Grade: A
Billy Joel’s ‘Turn the Lights Back On” is perhaps not up there with the best of Billy Joel, such as “She’s Always a Woman,” but it’s up there with the better of Joel. The song is a welcome addition to his catalogue in a time when one could hardly find an artist with straight-forward rock ballads– just a regular guy singing music that appeals to the mainstream without any hip-hop or R & B inflection. That’s getting rare these days. Anyway, that’s the kind of music I like, but the music industry has decided not to produce it anymore.
Joel performed “Turn the Lights Back On” at the 2024 Grammys. According to People Magazine, it was his first original song in 17 years, but most of us haven’t heard anything new from Joel in decades. Meanwhile, he has remained active as a performer, with a record-breaking residency at Madison Square Garden, where he will complete his 150th show this summer. Joel did have cowriters on this track who helped him channel his creativity.
In the chorus of “Turn the Lights Back On,” Joel repeats the phrase, “I’m late, but I’m here right now.” On one hand, this describes the theme of the song, a lover perhaps trying to reconnect with an ex. On a meta level, it’s Billy Joel saying to his audience, “I’m late, but here I am with a new song.” It’s a reference to his absence in songwriting. Now he’s had some live concerts so he hasn’t been totally absent, but what’s important about “Turn the Lights Back On” is that it’s new music from Billy Joel, and it is worthy of his earlier body of work.

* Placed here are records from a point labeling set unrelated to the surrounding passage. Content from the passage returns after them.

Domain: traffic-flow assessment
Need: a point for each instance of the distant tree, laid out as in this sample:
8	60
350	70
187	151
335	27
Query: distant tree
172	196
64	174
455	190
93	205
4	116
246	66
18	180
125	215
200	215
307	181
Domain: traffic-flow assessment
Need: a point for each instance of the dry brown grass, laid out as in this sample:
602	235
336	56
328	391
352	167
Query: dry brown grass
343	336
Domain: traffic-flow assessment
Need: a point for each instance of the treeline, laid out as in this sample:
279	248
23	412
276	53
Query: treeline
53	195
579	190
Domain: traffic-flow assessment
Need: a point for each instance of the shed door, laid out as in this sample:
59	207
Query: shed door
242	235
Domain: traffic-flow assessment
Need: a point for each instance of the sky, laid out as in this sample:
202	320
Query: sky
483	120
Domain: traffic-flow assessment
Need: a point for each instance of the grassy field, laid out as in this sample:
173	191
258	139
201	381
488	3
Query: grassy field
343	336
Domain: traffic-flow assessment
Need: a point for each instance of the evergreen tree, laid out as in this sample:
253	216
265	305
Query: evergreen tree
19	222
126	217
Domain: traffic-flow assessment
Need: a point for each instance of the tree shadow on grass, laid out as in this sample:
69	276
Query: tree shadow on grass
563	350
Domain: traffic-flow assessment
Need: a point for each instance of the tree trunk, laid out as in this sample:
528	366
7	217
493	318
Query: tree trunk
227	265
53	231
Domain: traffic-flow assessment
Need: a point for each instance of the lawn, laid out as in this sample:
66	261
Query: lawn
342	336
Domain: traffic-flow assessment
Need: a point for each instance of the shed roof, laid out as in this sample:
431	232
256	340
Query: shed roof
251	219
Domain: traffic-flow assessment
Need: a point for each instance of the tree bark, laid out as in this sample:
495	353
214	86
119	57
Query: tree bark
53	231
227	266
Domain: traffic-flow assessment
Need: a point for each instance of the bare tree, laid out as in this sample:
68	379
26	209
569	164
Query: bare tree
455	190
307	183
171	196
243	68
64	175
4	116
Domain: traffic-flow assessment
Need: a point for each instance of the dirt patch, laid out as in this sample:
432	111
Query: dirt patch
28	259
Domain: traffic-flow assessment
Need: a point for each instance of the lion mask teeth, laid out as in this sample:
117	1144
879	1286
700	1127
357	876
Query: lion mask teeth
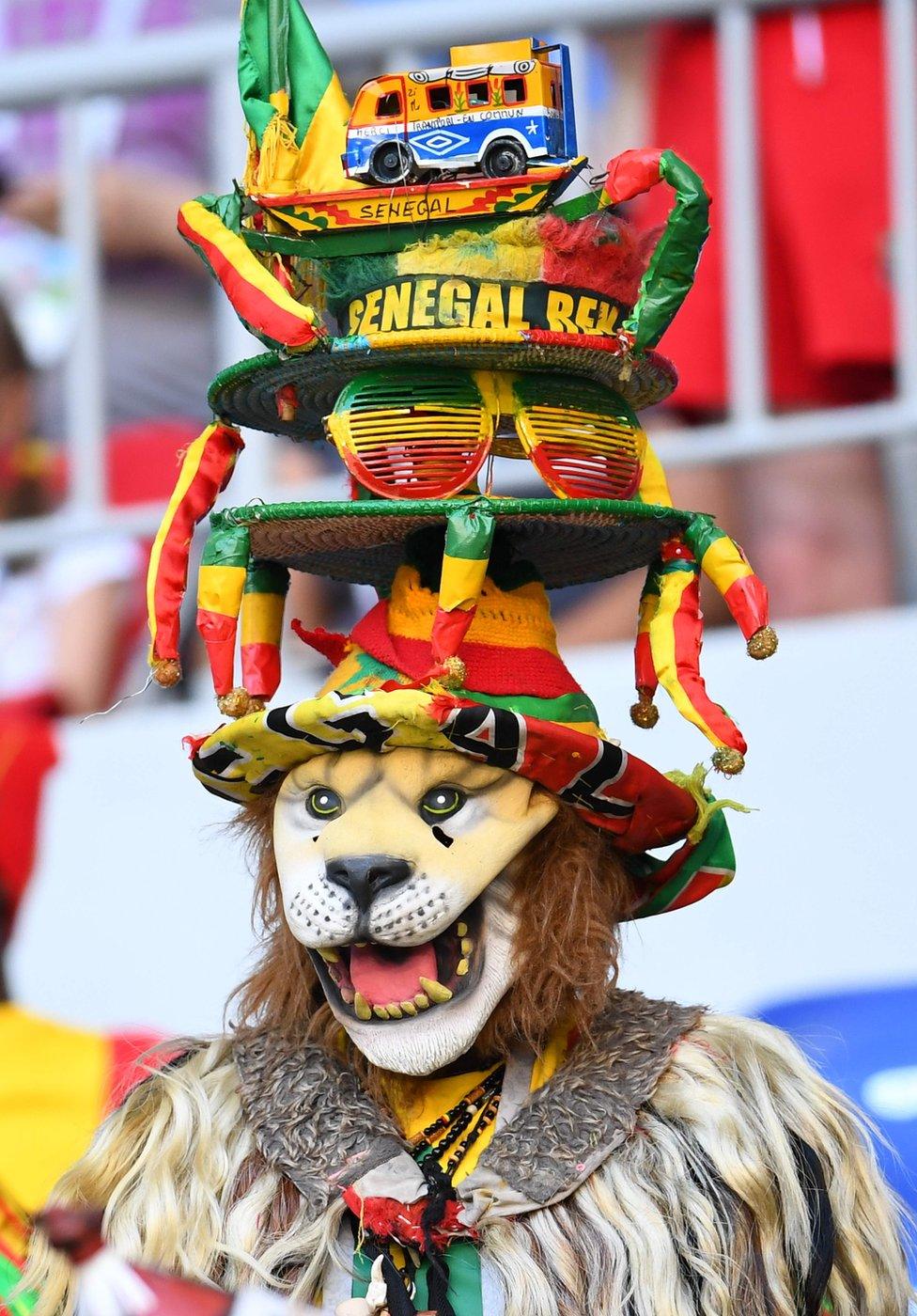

When Billy Joel sings, “Did I wait too long?” the answer from his fans has to be, “No, it’s all good. Thanks for the new song.”

Ultimately the song is about a relationship in which the speaker feels that he has been not only tardy, but there has been something amiss in his comportment towards his former lover. Now, however, he knows better. He uses the metaphor of turning the lights back on as a metaphor for this self-realization about his feelings for this woman.
The song also notes the tenuous nature of love:
And maybe you love me, maybe you don't
Maybe you'll learn to and maybe you won't
This is something more realistic than we’re used to being depicted in pop songs.
What happened to Joel during the ‘90s and 2000s? My simple explanation is that as an artist, he lost his mojo. According to an interview with Vulture in 2018, Joel was disappointed when his album River of Dreams didn’t really have the kind of success he might have hoped for. So if there was no hit song and no big exposure, it wasn’t worth it for him in terms of all the work that goes into writing and recording the music. You can’t really argue with that. The man felt like the industry had passed him by; that’s my interpretation of how he felt at the time. But meanwhile, it’s not like his fans stopped liking his music.
There was a certain magic happening for him in the 70s and 80s for him, and that music we have. The video for “Turn the Lights Back On” is an AI retrospective of his career. My favorite Billy Joel is late eighties with the black leather jacket a la “We Didn’t Start the Fire.” Speaking of “We Didn’t Start the Fire,” imagine a pop song that references Catcher in the Rye and Hemingway. Would the pop-tarts of our day ever make such literary allusions? You see, that’s my point.
When I was an adolescent, Joel was very popular, but it wasn’t my cup of tea, not rebellious enough I suppose. But looking back, it’s clear that he was producing some of the finest music of the 80s and early 90s. Billy Joel has always been a classy guy, even when the style of rock and roll was hedonistic and nihilistic, he seemed more like a serious musician and a decent person.
The new song is an opportunity to reflect back on Joel’s body of work. So maybe Billy Joel’s music hearkens to a more innocent and indeed optimistic time. Since Joel left, not much filled the void in the music industry, at least in terms of the type of pop-rock music that could trace it roots back to the Beatles.